AI rules and MCP help even without Uclusion
Part of Uclusion’s AI collaboration isn’t really about Uclusion at all. It comes down to two pieces you can build for almost any system:
- A rules file that turns a coding agent into a disciplined collaborator instead of an eager intern that runs off and does the wrong thing.
- An MCP server (and a tiny proxy for auth) so the agent can actually read and write the system you care about.
Here is how to wire the same flow into whatever you already use.
A rules file is the workflow
Our public CLAUDE.md is a plain markdown file that pins the agent to an ordered workflow:
- Read the whole job before touching anything.
- Ask questions about anything ambiguous, before deciding.
- Make suggestions when it sees a better path, instead of silently going its own way.
- Approve with a recorded certainty once questions are answered.
- Execute and document decisions as it goes.
- Ask for review when there is a testable result.
Two rules do most of the work. First, questions come before decisions — any judgment call a reasonable reviewer might make differently is a question, not a silent guess. Second, every artifact lives in the system, not in chat — questions, suggestions, approvals, and progress notes are written back through tools so the next session (yours or the agent’s) can pick up the thread.
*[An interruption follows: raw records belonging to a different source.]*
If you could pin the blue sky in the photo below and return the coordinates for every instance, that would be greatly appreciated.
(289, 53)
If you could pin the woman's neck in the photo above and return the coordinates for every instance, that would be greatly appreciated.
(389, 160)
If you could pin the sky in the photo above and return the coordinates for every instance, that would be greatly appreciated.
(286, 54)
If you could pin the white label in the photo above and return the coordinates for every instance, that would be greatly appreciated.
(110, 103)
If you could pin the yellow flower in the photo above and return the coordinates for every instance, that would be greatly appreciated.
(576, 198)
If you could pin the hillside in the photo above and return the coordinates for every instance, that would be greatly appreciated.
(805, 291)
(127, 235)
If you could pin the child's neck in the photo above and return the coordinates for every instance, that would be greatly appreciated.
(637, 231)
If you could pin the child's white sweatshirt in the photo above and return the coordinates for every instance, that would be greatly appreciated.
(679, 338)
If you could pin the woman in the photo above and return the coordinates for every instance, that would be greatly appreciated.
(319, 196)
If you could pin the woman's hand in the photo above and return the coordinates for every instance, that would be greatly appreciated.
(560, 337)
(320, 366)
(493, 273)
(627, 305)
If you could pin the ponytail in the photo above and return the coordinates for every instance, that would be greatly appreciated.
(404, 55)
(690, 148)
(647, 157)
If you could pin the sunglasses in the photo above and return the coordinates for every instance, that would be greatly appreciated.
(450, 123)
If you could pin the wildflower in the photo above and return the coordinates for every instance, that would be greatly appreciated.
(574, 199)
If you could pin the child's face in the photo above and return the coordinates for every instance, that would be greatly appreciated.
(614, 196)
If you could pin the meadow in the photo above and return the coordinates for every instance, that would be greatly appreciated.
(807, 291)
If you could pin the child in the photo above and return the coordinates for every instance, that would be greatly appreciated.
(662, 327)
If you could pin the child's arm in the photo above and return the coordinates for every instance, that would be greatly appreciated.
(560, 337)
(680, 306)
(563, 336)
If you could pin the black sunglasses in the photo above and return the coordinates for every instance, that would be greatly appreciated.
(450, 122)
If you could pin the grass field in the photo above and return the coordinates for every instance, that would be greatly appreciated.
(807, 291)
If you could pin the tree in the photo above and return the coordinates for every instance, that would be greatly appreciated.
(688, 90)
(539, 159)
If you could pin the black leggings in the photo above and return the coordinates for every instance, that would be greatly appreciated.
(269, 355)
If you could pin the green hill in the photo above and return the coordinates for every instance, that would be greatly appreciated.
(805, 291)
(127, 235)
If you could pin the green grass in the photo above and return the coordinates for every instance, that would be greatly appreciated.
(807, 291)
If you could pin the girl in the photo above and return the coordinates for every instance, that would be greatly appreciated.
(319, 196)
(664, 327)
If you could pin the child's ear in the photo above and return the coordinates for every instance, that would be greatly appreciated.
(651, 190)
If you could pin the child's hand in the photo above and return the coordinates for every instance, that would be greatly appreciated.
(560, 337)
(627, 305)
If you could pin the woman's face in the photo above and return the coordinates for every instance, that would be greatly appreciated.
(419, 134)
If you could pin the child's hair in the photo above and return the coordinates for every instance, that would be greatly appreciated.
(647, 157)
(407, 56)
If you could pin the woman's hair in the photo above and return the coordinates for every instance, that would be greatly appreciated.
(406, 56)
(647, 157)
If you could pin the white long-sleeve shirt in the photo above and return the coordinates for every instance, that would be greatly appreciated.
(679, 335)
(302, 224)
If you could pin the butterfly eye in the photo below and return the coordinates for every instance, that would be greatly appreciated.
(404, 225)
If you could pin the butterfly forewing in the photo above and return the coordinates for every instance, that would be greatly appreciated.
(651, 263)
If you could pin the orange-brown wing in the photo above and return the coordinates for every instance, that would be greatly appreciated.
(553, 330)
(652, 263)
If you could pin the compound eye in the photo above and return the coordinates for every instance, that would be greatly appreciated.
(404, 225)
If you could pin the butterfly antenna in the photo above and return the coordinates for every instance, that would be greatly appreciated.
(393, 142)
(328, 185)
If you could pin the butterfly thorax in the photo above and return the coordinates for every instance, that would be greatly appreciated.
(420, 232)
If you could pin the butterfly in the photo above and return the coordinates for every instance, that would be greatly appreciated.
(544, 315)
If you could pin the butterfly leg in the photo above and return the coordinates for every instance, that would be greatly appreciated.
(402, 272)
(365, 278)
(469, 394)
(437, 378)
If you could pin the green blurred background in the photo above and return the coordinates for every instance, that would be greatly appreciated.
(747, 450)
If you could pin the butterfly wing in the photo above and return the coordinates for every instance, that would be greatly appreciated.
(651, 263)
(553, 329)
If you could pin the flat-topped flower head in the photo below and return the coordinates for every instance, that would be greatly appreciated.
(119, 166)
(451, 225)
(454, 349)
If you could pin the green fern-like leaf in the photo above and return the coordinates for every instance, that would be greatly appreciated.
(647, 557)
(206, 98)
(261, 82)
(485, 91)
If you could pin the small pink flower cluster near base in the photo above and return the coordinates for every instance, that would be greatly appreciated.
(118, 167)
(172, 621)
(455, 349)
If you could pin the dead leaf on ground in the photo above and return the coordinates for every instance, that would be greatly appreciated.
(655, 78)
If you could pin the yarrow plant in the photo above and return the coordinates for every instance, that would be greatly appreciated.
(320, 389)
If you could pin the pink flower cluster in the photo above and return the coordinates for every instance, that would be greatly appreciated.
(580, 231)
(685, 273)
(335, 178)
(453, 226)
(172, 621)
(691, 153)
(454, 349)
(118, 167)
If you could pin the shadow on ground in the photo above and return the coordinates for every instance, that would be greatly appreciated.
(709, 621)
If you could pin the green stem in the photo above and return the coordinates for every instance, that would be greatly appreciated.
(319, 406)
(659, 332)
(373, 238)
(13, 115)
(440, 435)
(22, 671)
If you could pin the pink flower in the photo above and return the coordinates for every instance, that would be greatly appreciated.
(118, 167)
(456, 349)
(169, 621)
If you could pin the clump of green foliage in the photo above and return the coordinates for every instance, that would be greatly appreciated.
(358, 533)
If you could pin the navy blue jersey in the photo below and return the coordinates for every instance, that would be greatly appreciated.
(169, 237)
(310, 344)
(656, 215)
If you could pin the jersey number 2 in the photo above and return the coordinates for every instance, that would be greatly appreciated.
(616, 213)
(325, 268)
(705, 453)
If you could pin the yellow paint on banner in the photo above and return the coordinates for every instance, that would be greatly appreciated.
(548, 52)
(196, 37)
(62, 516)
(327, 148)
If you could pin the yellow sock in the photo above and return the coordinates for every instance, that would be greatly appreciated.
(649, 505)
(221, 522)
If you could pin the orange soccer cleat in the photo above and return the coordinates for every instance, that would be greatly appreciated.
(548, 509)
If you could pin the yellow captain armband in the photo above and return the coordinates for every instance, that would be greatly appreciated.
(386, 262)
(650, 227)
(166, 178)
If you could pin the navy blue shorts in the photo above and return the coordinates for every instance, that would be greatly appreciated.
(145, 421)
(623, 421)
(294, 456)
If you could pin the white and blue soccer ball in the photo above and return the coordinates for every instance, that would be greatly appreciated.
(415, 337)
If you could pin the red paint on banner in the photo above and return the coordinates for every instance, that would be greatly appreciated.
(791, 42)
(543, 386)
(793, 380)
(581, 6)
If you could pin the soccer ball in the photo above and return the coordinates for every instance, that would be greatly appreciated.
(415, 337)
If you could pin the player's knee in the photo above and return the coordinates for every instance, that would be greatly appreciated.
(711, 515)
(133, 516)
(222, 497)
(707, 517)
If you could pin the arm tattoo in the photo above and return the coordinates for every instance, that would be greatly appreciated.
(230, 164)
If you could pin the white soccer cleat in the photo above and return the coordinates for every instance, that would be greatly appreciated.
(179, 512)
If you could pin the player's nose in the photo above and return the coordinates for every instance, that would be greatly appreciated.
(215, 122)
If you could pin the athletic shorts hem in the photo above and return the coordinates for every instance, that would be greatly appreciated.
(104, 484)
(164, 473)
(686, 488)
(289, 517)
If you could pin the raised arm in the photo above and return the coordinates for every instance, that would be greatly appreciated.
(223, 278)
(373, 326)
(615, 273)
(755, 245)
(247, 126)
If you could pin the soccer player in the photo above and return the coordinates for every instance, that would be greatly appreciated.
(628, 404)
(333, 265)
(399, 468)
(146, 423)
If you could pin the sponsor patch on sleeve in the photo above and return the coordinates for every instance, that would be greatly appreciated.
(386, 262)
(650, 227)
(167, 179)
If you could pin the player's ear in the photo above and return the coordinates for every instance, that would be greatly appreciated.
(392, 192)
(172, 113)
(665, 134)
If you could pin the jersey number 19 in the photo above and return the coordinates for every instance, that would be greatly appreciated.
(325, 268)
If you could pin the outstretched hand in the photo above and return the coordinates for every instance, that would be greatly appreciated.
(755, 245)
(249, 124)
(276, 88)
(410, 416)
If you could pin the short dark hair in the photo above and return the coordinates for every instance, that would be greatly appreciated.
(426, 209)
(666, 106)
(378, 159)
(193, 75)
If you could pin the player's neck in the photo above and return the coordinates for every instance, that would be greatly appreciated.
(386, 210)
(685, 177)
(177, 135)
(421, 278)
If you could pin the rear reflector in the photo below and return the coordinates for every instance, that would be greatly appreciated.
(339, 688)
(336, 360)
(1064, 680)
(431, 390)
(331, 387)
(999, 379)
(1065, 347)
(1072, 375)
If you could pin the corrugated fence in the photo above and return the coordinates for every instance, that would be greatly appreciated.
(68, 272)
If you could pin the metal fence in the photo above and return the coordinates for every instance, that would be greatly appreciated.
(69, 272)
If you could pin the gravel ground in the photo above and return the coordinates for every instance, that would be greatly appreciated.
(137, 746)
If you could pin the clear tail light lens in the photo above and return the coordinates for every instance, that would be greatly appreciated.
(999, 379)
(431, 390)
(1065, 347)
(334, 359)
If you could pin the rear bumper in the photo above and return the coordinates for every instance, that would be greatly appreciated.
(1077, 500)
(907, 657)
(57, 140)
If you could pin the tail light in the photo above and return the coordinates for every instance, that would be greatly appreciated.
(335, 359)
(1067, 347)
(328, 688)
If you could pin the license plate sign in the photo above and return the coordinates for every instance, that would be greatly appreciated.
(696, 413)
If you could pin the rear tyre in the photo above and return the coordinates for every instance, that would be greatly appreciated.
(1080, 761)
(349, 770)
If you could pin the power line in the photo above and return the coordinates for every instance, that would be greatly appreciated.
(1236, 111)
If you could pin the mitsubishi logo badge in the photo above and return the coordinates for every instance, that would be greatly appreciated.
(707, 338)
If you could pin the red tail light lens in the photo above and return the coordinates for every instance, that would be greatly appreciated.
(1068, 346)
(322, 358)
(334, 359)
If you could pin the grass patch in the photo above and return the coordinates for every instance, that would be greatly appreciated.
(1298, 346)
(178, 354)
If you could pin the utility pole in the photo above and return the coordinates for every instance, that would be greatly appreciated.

This can be a template. Point the rules at your own MCP tools, rename the steps, drop the ones you do not need. You do not even need an MCP server to start — you can write the rules to say “at this step, paste the ticket here” or “stop and show me the diff” and run the whole flow by hand in the AI console. The discipline is in the file, not in the integration.
Your own MCP server is not hard
Once the rules reference tools, you need an MCP server behind them. There is less here than people expect. MCP is JSON-RPC, and a server really only has to answer three methods: initialize, tools/list, and tools/call. Everything else is your own business logic.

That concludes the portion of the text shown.